Bu birikimleri düdüklü tencere içinde biriken gaza benzetebiliriz. Çocukken ya da gençlik döneminde tatmin edilmeyen arzular, haza dönüşemez ve tatmin edilmedikçe bireyin içinde sıkışmaya başlar. Bu sıkışma er ya da geç hayatın bir döneminde risk alma davranışları, çeşitli bağımlılıklar ve farklı nesneler üzerinden tatmin edilir. Bu da düdüklü tencerenin üzerindeki küçük düğmeyi kaldırdığımızda basınçla çıkan gazdır.
Genel anlamda bakacak olursak, bireyin haz ihtiyacı evrimsel bir süreçtir ve bu bize öğretilmez. Nasıl bir bebek acıkınca ağlıyorsa ve doyduğunda susuyorsa ve bunu bebeğe hiç kimse öğretmeden bebek bu süreci evrimsel olarak tamamlıyorsa; aynı şekilde bizler de hayatımız boyunca bunu ararız.
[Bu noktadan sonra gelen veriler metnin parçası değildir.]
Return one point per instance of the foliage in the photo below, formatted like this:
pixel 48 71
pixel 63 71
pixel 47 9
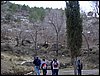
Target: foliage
pixel 74 28
pixel 37 14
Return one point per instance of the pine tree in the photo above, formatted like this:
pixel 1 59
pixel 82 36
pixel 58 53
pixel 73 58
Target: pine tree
pixel 74 29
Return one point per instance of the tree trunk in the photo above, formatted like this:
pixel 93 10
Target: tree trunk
pixel 57 45
pixel 74 65
pixel 87 44
pixel 36 42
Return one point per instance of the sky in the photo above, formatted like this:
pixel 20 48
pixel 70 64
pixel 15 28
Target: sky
pixel 84 5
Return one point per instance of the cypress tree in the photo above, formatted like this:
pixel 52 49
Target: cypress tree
pixel 74 29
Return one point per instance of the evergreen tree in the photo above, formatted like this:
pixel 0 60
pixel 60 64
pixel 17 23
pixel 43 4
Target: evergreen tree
pixel 74 29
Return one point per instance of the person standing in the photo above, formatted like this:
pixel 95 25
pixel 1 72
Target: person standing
pixel 52 65
pixel 79 67
pixel 56 66
pixel 37 63
pixel 44 67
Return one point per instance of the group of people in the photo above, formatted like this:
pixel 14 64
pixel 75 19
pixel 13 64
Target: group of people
pixel 43 65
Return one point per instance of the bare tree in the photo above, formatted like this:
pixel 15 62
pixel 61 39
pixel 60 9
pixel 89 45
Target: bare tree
pixel 95 5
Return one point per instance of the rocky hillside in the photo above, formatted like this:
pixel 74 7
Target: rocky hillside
pixel 26 31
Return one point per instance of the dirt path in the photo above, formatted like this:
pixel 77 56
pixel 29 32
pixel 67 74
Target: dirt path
pixel 71 72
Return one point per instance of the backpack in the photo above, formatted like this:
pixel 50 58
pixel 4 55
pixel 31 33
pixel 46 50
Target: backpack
pixel 55 64
pixel 38 62
pixel 80 66
pixel 44 66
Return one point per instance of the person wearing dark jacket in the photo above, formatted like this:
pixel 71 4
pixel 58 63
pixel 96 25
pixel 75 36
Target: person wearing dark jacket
pixel 79 67
pixel 37 63
pixel 52 66
pixel 44 67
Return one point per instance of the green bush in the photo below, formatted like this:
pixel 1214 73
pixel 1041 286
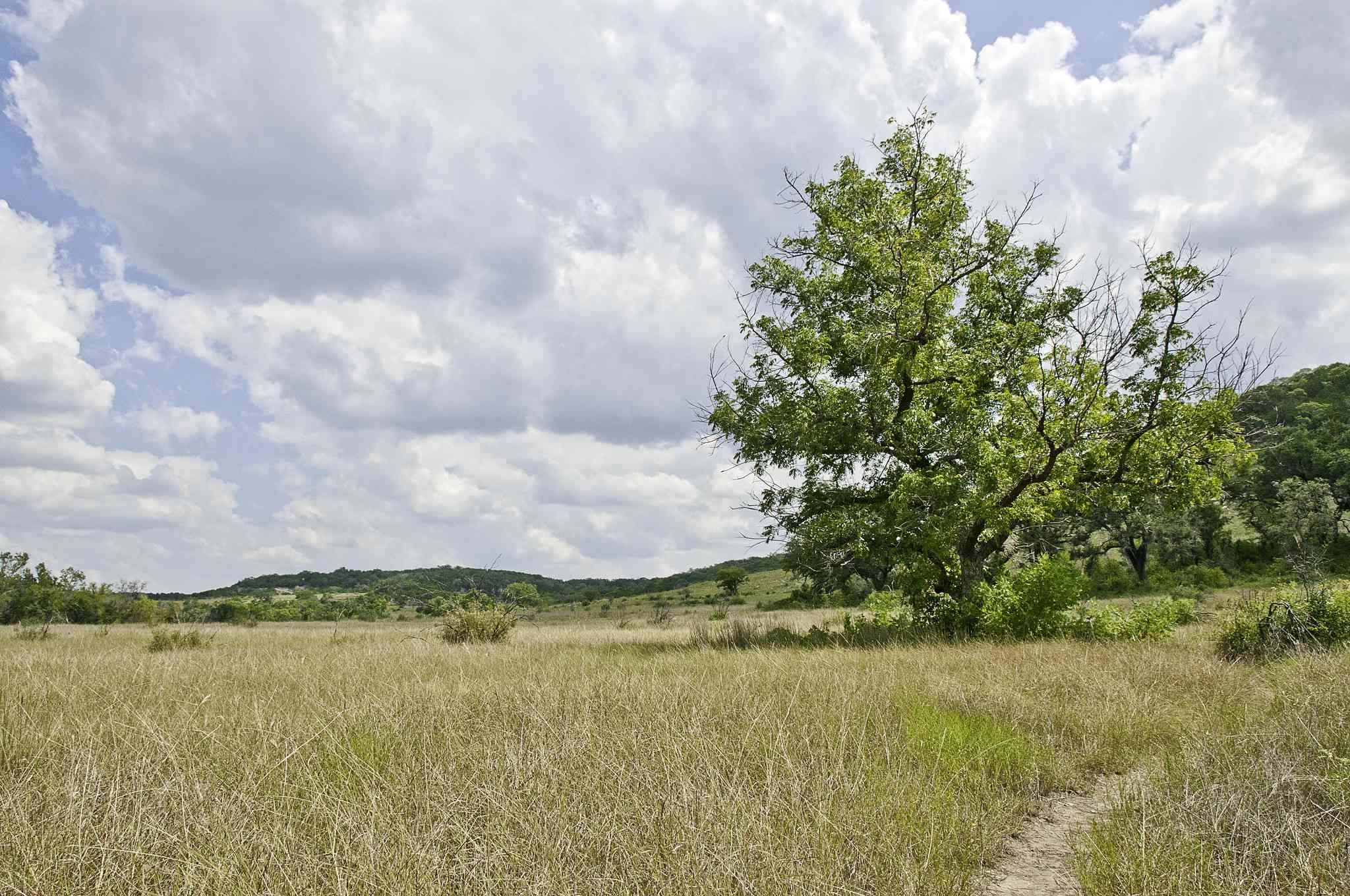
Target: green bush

Hazlarımız, isteklerimiz görülmedikçe, karşılanmadıkça huzursuz oluruz ve bunu çeşitli yollarla telafi etmeye çalışırız. İşte birçok şeyi bağımlılık noktasında yapmamız, bazı şeylere çok tutku duymamız, kötü alışkanlıklarımız, risk alma davranışlarımız; bazı noktada yemek, uyku gibi temel yaşam olaylarındaki düzensizlik ve bozulmalarımız büyük ölçüde eksik olduğumuz tarafları telafi etme mücadelemizdir.